In Auto Parts Inc. Lecavalier v. The Queen, 2013 CCI 310 (English version not yet available), the Tax Court of Canada (TCC) applied the general anti-avoidance rule (GAAR) to effectively re-characterize a cash share subscription followed by cash debt repayment as a direct equity-for-debt exchange – resulting in debt forgiveness. Very briefly:

  • A US parent company (US Parent) had capitalized its Canadian subsidiary (Canco) with both equity and debt.
  • The value of Canco’s assets subsequently declined well below the debt: the asset value was approximately $10m; the debt (held by US Parent) was approximately $24m.
  • Prior to the sale of Canco’s shares to a Canadian buyer (Buyer), US Parent injected the approximate $14m shortfall in value as a further cash subscription for additional shares of Canco.
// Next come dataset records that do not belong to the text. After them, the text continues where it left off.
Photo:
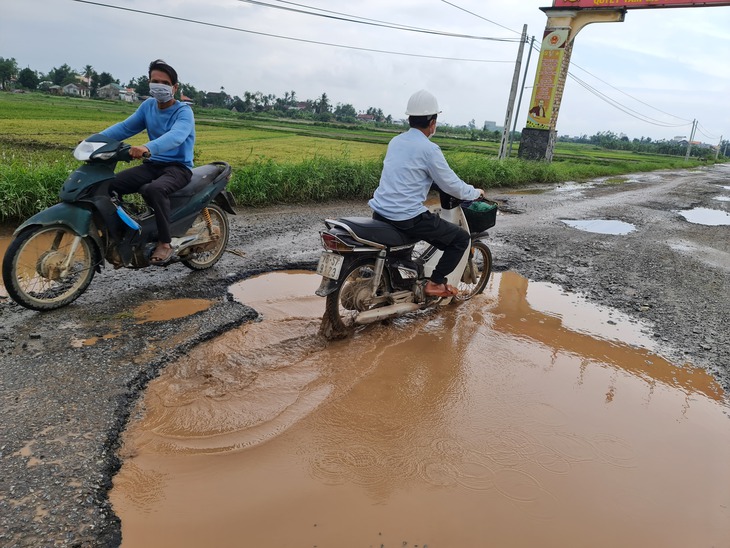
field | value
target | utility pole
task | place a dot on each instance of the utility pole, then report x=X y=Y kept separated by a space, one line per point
x=519 y=101
x=512 y=95
x=691 y=138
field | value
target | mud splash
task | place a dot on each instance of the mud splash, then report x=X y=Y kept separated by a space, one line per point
x=521 y=418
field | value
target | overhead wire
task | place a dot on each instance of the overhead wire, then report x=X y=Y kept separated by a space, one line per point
x=270 y=35
x=712 y=137
x=621 y=106
x=339 y=16
x=479 y=16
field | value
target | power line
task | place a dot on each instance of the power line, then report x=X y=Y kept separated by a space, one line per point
x=226 y=27
x=621 y=107
x=338 y=16
x=712 y=137
x=479 y=16
x=631 y=96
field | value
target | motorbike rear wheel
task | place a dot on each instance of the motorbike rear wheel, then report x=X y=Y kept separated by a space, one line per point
x=352 y=297
x=212 y=252
x=477 y=272
x=45 y=268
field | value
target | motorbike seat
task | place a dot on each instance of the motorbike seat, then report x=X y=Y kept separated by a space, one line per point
x=202 y=177
x=377 y=231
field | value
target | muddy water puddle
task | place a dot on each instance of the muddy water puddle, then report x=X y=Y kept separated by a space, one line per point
x=524 y=417
x=602 y=226
x=706 y=216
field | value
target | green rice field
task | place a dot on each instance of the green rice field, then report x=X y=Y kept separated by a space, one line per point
x=274 y=160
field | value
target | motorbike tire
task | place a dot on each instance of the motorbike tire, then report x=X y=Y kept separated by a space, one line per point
x=33 y=267
x=348 y=299
x=207 y=258
x=480 y=260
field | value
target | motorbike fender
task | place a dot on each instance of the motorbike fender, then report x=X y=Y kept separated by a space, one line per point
x=326 y=287
x=226 y=201
x=76 y=218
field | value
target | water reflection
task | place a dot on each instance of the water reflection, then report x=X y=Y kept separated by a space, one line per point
x=496 y=419
x=706 y=216
x=602 y=226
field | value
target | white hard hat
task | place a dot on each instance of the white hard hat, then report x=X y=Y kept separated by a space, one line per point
x=422 y=103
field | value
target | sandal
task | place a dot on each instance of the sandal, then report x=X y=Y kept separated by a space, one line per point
x=161 y=256
x=440 y=290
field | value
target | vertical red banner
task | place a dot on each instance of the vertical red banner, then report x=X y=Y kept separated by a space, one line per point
x=552 y=54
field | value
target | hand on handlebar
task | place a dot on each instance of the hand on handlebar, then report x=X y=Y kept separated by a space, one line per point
x=138 y=152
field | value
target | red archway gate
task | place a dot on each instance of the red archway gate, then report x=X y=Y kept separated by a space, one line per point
x=565 y=19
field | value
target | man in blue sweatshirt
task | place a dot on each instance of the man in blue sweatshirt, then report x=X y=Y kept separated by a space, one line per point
x=170 y=127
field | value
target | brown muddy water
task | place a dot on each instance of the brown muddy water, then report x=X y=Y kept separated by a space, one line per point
x=524 y=417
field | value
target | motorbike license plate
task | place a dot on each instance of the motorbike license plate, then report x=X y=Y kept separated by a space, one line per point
x=329 y=265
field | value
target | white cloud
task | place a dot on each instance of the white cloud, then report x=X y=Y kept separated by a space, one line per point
x=671 y=59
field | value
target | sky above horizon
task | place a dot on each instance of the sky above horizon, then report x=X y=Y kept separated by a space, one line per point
x=648 y=76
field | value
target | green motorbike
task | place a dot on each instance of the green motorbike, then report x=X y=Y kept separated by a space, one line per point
x=54 y=255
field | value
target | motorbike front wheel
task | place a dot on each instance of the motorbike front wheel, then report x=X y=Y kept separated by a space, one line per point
x=45 y=268
x=477 y=272
x=217 y=231
x=354 y=295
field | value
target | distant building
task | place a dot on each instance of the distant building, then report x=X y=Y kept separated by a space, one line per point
x=76 y=90
x=117 y=93
x=491 y=126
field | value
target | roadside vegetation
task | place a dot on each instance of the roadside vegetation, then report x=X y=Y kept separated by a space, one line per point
x=279 y=160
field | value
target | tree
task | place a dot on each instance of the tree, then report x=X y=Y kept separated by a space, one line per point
x=376 y=113
x=322 y=105
x=105 y=79
x=62 y=75
x=8 y=70
x=141 y=85
x=345 y=113
x=28 y=78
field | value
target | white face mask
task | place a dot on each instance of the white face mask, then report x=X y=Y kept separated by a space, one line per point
x=161 y=92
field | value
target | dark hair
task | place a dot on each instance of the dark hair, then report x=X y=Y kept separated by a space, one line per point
x=421 y=122
x=159 y=64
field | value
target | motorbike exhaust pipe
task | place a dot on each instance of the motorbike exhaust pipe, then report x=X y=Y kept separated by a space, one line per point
x=385 y=312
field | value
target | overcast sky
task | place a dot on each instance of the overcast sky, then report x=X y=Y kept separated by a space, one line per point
x=665 y=66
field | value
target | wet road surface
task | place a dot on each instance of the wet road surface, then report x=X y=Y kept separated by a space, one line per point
x=522 y=418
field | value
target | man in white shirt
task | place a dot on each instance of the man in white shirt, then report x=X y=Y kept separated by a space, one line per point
x=412 y=164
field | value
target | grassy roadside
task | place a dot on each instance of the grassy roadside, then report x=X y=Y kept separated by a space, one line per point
x=273 y=161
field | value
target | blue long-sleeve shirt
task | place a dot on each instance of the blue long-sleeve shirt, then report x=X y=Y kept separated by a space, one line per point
x=171 y=131
x=411 y=164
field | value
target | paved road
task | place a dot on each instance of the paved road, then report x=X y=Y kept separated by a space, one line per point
x=64 y=404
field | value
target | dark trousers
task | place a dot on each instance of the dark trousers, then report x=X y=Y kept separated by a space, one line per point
x=163 y=179
x=443 y=235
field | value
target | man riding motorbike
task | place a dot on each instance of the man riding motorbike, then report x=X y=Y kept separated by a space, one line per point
x=170 y=126
x=412 y=164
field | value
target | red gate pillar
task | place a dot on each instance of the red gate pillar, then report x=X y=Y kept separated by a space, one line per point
x=539 y=135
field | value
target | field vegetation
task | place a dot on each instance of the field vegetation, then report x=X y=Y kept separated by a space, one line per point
x=274 y=160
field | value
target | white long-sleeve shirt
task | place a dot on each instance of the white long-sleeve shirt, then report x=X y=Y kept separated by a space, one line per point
x=412 y=163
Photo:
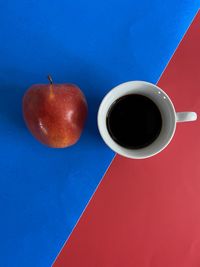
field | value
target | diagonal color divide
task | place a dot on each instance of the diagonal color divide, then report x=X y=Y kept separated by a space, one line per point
x=147 y=212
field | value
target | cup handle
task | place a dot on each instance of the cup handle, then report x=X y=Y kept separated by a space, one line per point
x=186 y=116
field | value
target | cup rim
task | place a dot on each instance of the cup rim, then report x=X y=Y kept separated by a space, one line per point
x=120 y=149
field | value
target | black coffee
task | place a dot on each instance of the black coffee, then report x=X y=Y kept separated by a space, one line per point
x=134 y=121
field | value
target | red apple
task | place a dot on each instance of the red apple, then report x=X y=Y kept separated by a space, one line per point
x=55 y=113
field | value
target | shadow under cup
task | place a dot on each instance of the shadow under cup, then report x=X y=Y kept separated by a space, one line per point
x=162 y=101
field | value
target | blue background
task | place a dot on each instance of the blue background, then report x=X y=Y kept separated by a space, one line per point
x=95 y=44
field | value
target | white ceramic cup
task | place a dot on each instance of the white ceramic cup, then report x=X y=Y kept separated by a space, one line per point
x=169 y=117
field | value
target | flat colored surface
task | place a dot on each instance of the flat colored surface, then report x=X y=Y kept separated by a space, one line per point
x=146 y=213
x=96 y=44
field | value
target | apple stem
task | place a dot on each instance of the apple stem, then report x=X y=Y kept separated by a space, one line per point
x=50 y=79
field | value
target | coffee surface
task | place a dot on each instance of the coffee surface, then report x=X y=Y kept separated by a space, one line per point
x=134 y=121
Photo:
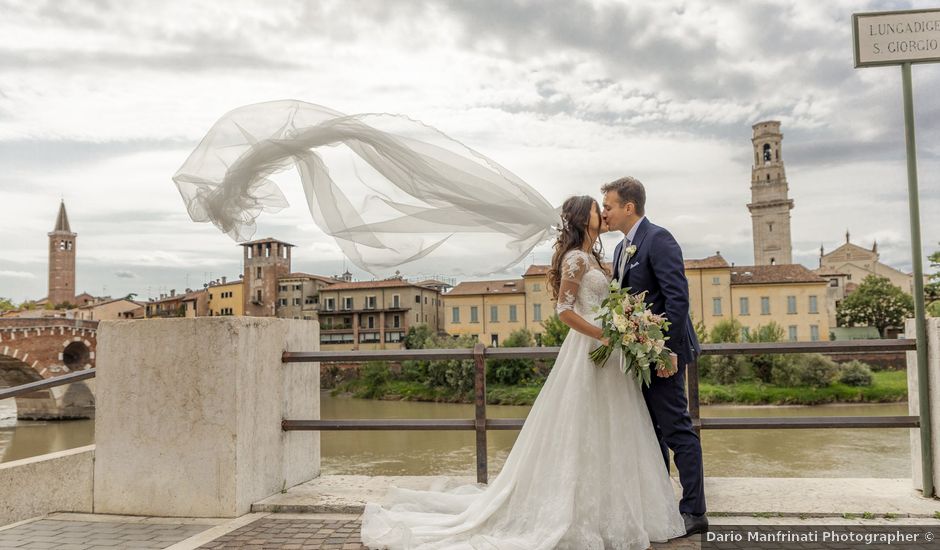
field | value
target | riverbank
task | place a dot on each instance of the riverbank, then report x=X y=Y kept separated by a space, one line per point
x=887 y=387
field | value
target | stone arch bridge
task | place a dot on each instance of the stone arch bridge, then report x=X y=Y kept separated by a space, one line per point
x=36 y=349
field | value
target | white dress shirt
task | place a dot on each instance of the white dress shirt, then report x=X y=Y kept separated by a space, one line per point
x=627 y=241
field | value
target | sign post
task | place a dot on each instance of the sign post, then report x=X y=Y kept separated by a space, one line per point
x=902 y=38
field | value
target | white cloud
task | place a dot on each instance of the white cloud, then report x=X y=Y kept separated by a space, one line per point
x=17 y=274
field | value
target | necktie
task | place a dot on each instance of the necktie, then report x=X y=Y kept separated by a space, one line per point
x=623 y=258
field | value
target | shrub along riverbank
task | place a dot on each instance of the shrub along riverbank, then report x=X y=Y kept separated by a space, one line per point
x=809 y=379
x=886 y=387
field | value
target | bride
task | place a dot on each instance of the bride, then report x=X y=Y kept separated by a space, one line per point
x=586 y=471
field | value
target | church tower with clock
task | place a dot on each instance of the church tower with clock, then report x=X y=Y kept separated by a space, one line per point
x=770 y=204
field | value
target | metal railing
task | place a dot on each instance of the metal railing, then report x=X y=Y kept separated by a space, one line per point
x=481 y=424
x=23 y=389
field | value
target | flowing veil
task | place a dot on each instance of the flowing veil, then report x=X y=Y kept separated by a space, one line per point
x=405 y=189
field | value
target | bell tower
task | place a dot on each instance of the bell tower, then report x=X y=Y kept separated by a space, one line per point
x=62 y=260
x=770 y=205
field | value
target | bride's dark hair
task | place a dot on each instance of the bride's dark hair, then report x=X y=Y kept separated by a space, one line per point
x=575 y=216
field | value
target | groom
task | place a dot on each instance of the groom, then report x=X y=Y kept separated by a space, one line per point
x=649 y=259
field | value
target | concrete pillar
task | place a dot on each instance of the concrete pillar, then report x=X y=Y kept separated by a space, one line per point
x=913 y=399
x=189 y=414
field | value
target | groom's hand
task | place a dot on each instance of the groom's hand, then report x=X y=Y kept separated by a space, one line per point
x=664 y=373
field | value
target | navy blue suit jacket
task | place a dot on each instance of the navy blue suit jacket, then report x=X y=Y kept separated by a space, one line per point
x=658 y=269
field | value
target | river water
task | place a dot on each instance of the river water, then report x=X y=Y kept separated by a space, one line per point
x=861 y=452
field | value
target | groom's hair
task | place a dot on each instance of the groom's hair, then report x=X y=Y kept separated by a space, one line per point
x=629 y=189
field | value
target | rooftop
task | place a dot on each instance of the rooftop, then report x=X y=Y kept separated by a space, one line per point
x=773 y=274
x=716 y=261
x=504 y=286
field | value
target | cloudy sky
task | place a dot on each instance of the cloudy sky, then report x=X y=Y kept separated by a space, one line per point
x=101 y=102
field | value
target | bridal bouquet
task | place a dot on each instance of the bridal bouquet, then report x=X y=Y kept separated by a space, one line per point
x=630 y=326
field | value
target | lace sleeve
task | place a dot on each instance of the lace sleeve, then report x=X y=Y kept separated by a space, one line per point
x=573 y=266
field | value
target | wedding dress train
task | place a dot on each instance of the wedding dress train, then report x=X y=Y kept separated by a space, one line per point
x=585 y=473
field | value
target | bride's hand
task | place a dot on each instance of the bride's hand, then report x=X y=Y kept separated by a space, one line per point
x=674 y=368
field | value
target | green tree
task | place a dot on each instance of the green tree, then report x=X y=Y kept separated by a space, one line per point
x=726 y=369
x=454 y=374
x=932 y=289
x=763 y=365
x=511 y=372
x=555 y=331
x=875 y=303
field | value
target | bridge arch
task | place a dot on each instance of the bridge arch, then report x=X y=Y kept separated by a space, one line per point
x=36 y=349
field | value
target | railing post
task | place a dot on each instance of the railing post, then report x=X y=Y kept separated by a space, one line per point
x=479 y=386
x=694 y=411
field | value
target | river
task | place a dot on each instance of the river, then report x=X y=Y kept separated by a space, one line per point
x=861 y=452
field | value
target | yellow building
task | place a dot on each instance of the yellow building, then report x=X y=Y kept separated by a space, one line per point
x=500 y=307
x=370 y=315
x=488 y=310
x=709 y=280
x=789 y=295
x=539 y=299
x=226 y=299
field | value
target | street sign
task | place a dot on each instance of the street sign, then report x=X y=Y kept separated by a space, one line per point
x=902 y=38
x=896 y=37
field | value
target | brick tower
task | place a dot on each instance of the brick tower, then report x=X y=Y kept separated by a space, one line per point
x=266 y=261
x=770 y=205
x=62 y=260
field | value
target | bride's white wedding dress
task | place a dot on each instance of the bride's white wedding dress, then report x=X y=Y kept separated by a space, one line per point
x=586 y=471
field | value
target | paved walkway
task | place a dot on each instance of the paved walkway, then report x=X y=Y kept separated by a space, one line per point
x=255 y=531
x=262 y=531
x=730 y=496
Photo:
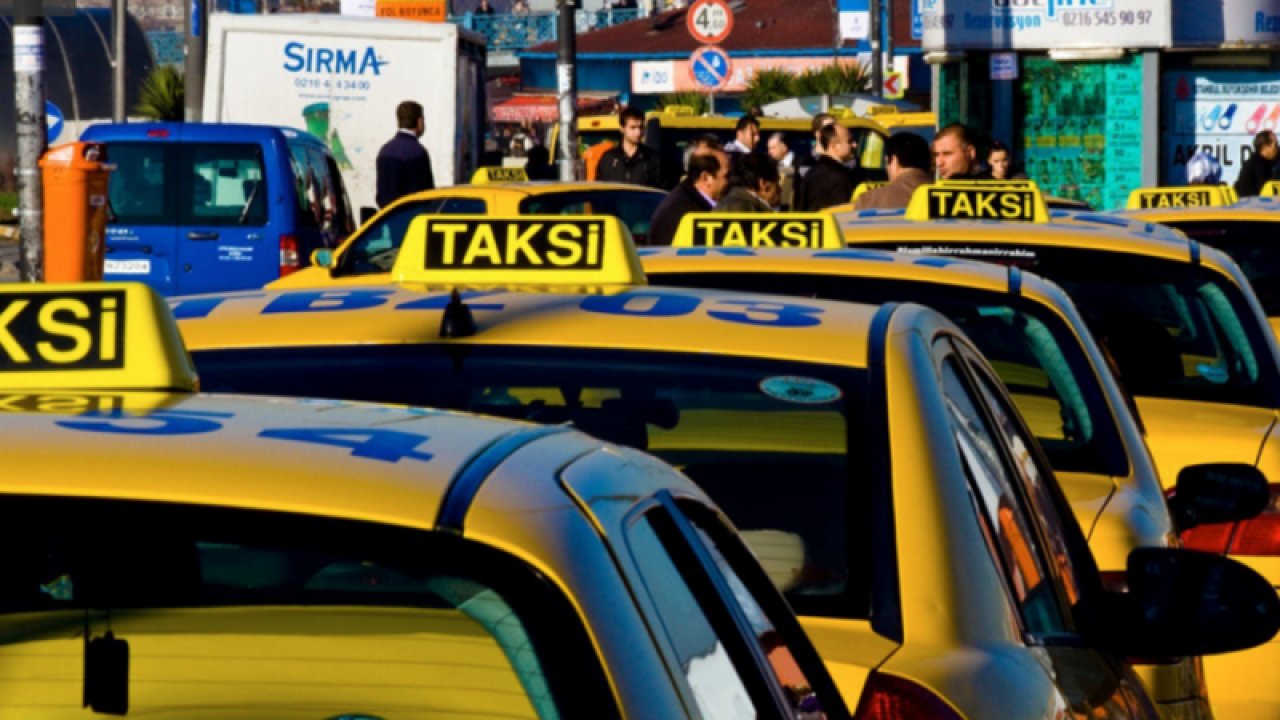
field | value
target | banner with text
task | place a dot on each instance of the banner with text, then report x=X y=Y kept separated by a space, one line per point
x=1045 y=24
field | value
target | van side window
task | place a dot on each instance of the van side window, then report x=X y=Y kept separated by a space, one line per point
x=223 y=185
x=137 y=190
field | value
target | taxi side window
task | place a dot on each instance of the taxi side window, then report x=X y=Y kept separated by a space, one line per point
x=376 y=247
x=684 y=552
x=1036 y=481
x=1001 y=507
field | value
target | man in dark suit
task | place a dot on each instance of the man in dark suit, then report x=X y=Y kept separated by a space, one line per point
x=403 y=165
x=700 y=190
x=831 y=181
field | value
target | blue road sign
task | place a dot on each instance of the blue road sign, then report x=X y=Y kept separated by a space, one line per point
x=54 y=121
x=709 y=65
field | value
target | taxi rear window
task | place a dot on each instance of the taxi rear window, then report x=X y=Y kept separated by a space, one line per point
x=1175 y=331
x=635 y=209
x=1255 y=249
x=778 y=446
x=268 y=611
x=1033 y=351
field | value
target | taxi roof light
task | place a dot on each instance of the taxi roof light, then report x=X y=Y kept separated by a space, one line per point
x=1188 y=196
x=94 y=337
x=528 y=250
x=978 y=200
x=813 y=231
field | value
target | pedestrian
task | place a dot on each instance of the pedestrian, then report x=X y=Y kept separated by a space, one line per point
x=906 y=159
x=538 y=164
x=746 y=133
x=955 y=155
x=831 y=181
x=1203 y=168
x=785 y=159
x=804 y=164
x=1260 y=167
x=753 y=186
x=403 y=165
x=699 y=192
x=631 y=162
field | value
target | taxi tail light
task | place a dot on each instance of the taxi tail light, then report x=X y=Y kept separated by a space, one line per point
x=1256 y=536
x=887 y=697
x=288 y=254
x=1260 y=534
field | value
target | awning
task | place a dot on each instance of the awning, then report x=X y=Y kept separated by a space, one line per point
x=544 y=108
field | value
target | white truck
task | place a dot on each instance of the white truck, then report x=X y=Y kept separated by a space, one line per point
x=342 y=77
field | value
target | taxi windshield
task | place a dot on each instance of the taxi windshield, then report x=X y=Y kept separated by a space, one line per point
x=1036 y=354
x=776 y=445
x=269 y=614
x=1253 y=247
x=1175 y=331
x=376 y=246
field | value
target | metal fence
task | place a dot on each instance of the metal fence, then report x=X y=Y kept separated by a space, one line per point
x=508 y=32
Canco immediately thereafter used this cash to pay down $14m of the debt owed to US Parent. (The newly issued shares effectively had no value after this $14m debt repayment.)
  • US Parent then sold to Buyer both its shares of Canco (for $1) and its $10m debt of Canco (for approximately $10m).

The CRA reassessed Canco on the basis that the $14m share subscription and $14m debt repayment prior to the sale to Buyer were avoidance transactions under the GAAR (s. 245). Furthermore, these avoidance transactions abusively circumvented both the “debt parking” rule (in s. 80.01(7)) and the “shares-for-debt” rule (in s. 80(2)(g)). The TCC agreed. Accordingly, the $14m share subscription and $14m debt repayment were effectively ignored – giving rise to $14m of debt forgiveness in Canco under s. 80. This forgiven debt reduced Canco’s available tax attributes to zero and resulted in a 50% income inclusion for the balance (under s. 80(13)).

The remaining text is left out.